A DRUNK driver crashed at a McDonald’s drive-thru late at night, a court has been told.

Christopher Bishop had driven to the Chippenham branch of McDonald’s late at night last month, where he ended up crashing and parked halfway up a verge.

Prosecutors also say he hit a lamppost.

Bishop, who works in traffic management, was banned from driving for three years after he admitted failing to provide a specimen of breath.

Prosecuting, Pauline Lambert said that police were called to the restaurant on Bath Road at 10.30pm on June 12 after reports that a drink driver had collided with a lamppost.

When they arrived, they saw no damage to the lamppost or a car.

She said officers approached Bishop, who was being “argumentative and obstructive”, before eventually failing a roadside breath test. He blew 107 – just over triple the drink-drive limit.

Ms Lambert said the 49-year-old was “obstructive and argued with everything” when taken to the police station to provide an evidential sample.

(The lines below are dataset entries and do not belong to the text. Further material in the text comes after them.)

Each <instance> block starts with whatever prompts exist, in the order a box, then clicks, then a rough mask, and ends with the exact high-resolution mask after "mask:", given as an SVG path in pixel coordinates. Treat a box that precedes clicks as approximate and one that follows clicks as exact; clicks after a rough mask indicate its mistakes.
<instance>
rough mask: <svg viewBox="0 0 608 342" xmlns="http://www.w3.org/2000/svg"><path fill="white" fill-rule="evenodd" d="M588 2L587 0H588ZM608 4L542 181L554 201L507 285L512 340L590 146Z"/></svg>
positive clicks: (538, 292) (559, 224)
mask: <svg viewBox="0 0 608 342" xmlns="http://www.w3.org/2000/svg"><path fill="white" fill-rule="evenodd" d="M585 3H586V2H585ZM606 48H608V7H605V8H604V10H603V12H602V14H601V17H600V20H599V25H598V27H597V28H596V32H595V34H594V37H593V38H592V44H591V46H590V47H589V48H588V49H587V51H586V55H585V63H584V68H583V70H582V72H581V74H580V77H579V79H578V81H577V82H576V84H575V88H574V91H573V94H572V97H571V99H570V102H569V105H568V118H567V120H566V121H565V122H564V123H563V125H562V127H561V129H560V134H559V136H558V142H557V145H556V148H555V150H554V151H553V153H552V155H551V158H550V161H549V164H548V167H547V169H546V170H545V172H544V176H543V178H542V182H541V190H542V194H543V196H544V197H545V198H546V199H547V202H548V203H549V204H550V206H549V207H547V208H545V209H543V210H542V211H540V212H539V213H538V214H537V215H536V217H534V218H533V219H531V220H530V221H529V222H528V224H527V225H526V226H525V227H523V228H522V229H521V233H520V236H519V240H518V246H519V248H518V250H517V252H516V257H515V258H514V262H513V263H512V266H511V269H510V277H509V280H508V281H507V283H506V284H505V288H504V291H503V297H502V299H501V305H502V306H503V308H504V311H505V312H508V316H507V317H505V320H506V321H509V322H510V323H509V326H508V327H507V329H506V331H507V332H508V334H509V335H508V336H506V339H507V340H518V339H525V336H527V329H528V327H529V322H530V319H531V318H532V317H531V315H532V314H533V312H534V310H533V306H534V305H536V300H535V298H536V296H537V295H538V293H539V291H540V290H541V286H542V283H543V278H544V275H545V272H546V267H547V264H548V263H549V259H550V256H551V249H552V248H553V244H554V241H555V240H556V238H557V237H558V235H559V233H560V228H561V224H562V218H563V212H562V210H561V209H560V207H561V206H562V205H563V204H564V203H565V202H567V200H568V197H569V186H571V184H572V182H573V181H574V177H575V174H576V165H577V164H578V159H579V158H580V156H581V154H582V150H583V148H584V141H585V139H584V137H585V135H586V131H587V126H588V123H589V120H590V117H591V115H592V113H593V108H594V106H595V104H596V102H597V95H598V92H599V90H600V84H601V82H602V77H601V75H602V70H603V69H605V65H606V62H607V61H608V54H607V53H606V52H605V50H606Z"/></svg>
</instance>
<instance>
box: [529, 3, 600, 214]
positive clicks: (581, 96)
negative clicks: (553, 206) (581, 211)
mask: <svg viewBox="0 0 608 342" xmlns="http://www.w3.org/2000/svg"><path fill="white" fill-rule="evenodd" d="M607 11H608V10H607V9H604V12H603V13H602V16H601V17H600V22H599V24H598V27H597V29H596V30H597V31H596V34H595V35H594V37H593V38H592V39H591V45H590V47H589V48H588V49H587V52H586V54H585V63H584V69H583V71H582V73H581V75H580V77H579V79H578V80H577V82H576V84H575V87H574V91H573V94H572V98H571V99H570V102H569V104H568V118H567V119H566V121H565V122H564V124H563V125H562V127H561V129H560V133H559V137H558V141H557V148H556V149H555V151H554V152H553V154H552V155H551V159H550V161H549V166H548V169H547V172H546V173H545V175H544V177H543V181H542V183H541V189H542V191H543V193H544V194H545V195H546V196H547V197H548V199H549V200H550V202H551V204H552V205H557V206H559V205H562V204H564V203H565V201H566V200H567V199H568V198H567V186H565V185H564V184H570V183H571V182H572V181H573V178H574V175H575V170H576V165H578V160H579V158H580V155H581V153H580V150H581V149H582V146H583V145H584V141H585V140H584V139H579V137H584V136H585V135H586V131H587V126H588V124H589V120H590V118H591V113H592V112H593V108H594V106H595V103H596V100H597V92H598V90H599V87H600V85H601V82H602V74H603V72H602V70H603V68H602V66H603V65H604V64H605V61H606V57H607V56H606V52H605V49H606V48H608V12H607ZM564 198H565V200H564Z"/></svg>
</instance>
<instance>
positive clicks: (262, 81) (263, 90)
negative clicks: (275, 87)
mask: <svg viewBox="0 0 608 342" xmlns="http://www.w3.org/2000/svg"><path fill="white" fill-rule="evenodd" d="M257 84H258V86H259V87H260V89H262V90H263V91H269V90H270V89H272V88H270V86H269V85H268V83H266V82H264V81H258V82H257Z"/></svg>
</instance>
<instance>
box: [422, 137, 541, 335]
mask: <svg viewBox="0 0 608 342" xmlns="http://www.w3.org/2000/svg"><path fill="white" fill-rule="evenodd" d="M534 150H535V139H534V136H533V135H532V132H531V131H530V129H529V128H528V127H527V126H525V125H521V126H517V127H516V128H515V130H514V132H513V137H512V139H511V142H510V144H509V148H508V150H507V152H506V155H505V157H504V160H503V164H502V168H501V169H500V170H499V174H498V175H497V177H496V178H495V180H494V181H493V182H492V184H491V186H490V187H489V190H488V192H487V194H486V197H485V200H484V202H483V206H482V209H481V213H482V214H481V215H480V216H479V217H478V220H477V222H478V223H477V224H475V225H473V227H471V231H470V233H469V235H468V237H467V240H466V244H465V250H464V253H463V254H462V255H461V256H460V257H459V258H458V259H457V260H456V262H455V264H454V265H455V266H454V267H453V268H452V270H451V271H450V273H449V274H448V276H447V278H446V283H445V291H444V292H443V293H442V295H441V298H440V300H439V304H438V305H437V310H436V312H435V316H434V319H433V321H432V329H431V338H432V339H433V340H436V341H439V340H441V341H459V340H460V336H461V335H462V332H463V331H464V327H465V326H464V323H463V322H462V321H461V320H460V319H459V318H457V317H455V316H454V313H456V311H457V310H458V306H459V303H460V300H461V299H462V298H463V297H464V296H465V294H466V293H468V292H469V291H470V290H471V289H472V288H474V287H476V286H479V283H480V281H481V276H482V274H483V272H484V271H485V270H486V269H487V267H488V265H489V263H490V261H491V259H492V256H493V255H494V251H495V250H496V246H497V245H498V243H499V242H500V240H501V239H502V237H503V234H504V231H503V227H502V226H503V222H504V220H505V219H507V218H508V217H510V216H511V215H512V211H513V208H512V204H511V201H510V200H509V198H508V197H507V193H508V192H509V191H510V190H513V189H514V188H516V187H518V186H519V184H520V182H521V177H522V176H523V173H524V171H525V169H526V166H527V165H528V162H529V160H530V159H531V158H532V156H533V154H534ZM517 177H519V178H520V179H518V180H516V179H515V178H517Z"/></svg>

“He continued with this demeanour until the machine almost ran out [of time], and then made the most pathetic attempt.

“He told officers ‘f*** your machine’ and failed to provide any further specimen of breath.”

Bishop had a previous conviction for drink driving in 2017 and so was subject to a mandatory disqualification of three years.

Defending, Liz Highams said the prosecution had no evidence that his driving standard was low, and that the lamppost and car were “in conjunction of each other” and “there is no damage on either”.

“The offence is failing to provide,” she said. “I would say there is no evidence of a driving impairment.”

She added there was no evidence her client was warned that he could be prosecuted if he refused to provide a sample of breath, and added: “This is scruffy prosecuting from the police. It’s a point that needs to be made.”

“Mr Bishop has no recollection of the event.”

The defendant was “quite adamant” that he had been drink driving, but said “the only explanation is his drink was spiked”.

Ms Highams added her client would lose his job and possibly his accommodation.

Sentencing, District Judge Joanna Dickens credited the defendant for pleaded guilty “when the evidence isn’t the strongest”, but said not providing a specimen of breath is “unfair”.

Bishop, of Stanton Lane in Kington St Michael, can reduce his three-year ban by completing the drink drive awareness course.

He was fined £200, and ordered to pay £85 in costs and a £34 victim surcharge.